Information is the main asset in the operational process at PT Hoki Surya Ningrat. Therefore, confidentiality, integrity, and information availability shall be managed to maintain its security.
Implementing the Information Security Management System (ISMS) at PT Hoki Surya Ningrat refers to the ISO/IEC 27001:2022 ISMS standard.
The top management of PT Hoki Surya Ningrat always shows leadership and commitment to implementing the ISMS in the organization.
The ISMS must be communicated to all employees and related third parties through existing communication media to make it easily understood and followed.
PT Hoki Surya Ningrat shall continuously increase awareness, knowledge, and skills regarding information security for internal employees and related external parties.
The organization conducts studies and manages risks related to information security based on the threats and vulnerabilities that exist in each asset and process.
If there are any threats and vulnerabilities that have the potential to disrupt information security, all interested parties must report to ISMS Head or other designated officers.
All leaders at all levels are responsible for monitoring and evaluating the effectiveness of applying this policy in all work units/sections under their supervision.
All employees are responsible for maintaining and protecting the security of information assets and complying with established ISMS policies and procedures.
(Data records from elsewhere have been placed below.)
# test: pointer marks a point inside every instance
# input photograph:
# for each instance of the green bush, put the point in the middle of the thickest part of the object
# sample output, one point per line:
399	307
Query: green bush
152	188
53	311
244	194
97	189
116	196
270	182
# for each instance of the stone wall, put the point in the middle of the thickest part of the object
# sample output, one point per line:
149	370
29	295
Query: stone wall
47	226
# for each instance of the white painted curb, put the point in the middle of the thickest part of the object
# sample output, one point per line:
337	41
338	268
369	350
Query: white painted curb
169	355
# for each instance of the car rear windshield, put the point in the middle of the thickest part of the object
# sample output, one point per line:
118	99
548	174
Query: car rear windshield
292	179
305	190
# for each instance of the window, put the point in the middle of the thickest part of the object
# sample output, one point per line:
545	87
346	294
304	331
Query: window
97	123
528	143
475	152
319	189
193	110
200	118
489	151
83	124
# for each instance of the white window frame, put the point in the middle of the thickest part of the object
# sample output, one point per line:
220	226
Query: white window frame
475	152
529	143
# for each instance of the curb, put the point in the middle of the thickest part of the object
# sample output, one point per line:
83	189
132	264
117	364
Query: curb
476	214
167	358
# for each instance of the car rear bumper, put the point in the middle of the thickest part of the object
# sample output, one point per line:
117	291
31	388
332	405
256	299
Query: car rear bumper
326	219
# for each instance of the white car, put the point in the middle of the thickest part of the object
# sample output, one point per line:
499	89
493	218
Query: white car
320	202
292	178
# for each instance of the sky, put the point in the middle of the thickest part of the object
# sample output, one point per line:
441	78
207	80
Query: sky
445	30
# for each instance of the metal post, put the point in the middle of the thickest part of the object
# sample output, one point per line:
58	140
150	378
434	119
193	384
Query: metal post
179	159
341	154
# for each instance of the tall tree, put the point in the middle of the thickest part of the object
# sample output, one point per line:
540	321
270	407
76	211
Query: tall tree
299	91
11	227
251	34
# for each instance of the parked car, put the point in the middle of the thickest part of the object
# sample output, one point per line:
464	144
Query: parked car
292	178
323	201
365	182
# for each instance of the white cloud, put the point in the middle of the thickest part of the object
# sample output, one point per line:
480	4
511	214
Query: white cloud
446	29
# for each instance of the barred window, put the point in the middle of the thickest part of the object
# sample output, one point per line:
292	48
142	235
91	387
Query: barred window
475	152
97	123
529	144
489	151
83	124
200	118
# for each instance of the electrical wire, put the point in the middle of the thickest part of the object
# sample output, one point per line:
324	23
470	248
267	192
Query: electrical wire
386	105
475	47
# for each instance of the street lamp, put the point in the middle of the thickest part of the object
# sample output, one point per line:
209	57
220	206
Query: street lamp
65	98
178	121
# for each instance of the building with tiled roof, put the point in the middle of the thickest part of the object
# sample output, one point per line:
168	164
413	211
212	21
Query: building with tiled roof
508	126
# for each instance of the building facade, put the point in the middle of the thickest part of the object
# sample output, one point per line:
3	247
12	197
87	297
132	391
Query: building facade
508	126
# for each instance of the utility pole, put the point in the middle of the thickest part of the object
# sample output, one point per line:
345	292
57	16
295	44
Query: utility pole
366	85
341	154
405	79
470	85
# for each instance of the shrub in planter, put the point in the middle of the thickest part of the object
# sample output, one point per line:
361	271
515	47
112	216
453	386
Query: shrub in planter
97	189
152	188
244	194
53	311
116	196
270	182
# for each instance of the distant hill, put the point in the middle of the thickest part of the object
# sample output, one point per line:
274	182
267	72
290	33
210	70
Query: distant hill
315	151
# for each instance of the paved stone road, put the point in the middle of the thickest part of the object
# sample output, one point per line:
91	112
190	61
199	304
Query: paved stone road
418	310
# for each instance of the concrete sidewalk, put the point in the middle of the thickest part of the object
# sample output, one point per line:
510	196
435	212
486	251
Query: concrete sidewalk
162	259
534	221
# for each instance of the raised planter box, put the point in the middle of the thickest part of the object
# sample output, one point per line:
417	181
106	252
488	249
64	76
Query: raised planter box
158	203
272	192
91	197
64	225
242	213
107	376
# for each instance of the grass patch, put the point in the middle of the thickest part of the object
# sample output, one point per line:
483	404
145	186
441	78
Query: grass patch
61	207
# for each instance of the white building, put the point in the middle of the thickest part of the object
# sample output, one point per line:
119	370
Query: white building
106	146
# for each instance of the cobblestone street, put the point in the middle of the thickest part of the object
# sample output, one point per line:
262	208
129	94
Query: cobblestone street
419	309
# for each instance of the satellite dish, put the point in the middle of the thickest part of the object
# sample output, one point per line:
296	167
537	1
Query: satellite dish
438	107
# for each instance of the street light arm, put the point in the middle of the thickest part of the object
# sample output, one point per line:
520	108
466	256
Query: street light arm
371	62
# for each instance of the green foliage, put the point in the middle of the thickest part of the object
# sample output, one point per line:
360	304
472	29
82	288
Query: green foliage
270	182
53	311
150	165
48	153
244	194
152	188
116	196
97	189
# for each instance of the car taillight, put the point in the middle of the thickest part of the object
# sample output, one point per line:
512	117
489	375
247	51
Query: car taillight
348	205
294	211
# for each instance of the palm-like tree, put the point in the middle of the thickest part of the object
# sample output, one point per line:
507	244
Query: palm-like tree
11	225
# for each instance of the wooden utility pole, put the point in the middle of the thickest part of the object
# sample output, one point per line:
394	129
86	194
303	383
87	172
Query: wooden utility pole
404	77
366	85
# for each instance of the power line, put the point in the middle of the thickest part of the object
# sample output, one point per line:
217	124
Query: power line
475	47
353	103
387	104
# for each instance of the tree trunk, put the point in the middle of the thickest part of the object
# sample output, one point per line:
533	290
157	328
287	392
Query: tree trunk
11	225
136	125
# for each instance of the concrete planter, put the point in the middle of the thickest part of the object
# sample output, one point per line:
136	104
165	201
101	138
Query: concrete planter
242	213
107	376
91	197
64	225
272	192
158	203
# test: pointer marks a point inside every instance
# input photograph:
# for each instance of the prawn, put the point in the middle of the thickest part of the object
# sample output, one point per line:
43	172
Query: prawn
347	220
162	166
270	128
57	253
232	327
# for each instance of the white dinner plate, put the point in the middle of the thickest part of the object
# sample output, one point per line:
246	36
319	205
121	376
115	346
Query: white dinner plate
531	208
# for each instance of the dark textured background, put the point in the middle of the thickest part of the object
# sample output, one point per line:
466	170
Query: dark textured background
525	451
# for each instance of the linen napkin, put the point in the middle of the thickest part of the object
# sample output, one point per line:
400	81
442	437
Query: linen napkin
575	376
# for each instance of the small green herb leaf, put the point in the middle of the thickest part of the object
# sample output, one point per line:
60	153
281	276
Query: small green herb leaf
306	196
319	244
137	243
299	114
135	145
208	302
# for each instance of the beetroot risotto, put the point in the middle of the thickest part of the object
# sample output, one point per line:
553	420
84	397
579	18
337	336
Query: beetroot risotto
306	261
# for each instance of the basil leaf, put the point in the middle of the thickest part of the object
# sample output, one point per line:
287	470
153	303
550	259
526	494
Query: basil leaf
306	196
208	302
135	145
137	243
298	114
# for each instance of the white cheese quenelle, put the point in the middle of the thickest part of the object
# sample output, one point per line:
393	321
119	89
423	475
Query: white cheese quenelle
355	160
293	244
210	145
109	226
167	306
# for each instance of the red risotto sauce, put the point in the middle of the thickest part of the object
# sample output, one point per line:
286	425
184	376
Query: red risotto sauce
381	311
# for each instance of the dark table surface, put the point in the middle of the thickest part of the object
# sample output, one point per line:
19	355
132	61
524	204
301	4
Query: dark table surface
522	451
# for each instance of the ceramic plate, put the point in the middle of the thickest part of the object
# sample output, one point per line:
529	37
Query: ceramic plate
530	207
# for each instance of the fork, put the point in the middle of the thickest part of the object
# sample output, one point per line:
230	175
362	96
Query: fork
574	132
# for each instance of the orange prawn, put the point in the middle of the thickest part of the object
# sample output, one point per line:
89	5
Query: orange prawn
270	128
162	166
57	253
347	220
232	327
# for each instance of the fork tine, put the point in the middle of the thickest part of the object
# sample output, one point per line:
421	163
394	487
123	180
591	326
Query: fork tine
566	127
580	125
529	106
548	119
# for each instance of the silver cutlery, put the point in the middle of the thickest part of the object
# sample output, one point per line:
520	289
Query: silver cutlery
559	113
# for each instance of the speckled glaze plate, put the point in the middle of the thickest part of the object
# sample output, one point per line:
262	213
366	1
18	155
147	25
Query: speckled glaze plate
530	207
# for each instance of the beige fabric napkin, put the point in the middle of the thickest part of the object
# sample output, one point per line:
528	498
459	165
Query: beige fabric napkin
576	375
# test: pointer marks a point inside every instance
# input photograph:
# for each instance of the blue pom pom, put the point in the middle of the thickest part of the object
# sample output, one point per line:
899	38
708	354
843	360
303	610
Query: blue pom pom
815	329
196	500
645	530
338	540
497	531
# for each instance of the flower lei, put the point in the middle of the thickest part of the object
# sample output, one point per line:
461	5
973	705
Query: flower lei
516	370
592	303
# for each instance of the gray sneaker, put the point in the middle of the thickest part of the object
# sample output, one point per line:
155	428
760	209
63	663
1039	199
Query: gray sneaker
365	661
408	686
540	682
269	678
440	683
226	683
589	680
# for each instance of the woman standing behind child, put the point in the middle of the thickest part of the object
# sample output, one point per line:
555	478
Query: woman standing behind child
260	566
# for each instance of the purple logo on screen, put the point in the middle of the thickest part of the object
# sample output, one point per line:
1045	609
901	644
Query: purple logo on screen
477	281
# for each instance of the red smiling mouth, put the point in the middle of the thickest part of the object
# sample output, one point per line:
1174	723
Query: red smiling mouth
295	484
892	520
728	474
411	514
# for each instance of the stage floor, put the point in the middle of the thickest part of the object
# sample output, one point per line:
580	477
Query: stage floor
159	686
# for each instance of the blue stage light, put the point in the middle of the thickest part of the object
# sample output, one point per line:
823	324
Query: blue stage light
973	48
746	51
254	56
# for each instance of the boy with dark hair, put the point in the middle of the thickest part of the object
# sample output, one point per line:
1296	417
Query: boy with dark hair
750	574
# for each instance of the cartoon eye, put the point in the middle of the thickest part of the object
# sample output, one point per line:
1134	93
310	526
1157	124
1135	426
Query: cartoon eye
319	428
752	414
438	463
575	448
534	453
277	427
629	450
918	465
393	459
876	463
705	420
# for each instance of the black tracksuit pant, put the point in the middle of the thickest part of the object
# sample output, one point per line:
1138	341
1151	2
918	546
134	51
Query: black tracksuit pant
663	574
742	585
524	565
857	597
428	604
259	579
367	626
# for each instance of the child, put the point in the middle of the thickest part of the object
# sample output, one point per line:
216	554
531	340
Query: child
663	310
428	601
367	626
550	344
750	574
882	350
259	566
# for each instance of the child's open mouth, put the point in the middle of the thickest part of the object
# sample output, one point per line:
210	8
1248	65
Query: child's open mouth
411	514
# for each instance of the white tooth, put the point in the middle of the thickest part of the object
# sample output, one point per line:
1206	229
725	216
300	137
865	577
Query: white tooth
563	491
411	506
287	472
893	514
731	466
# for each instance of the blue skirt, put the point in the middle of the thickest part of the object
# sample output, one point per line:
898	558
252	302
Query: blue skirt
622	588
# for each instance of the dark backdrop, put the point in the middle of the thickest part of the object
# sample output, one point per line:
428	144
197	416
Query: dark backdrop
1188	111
Any violation of this policy and other related policies will be subjected to administrative sanctions such as revocation of access rights to information systems and disciplinary actions in accordance with applicable regulations.
All technical policies and procedures will be created and implemented separately by referring to the principles set out in the ISMS Technical Policy.
ISMS General Policy is reviewed at least once a year or if there are any significant changes.
The organization shall continuously improve the ISMS’s suitability, adequacy, and effectiveness.
The organization is committed to complying with the regulations and laws in force in Indonesia.
The organization is committed to carrying out improvements to the suitability of the ISMS immediately and improvements to the ISMS in a planned manner.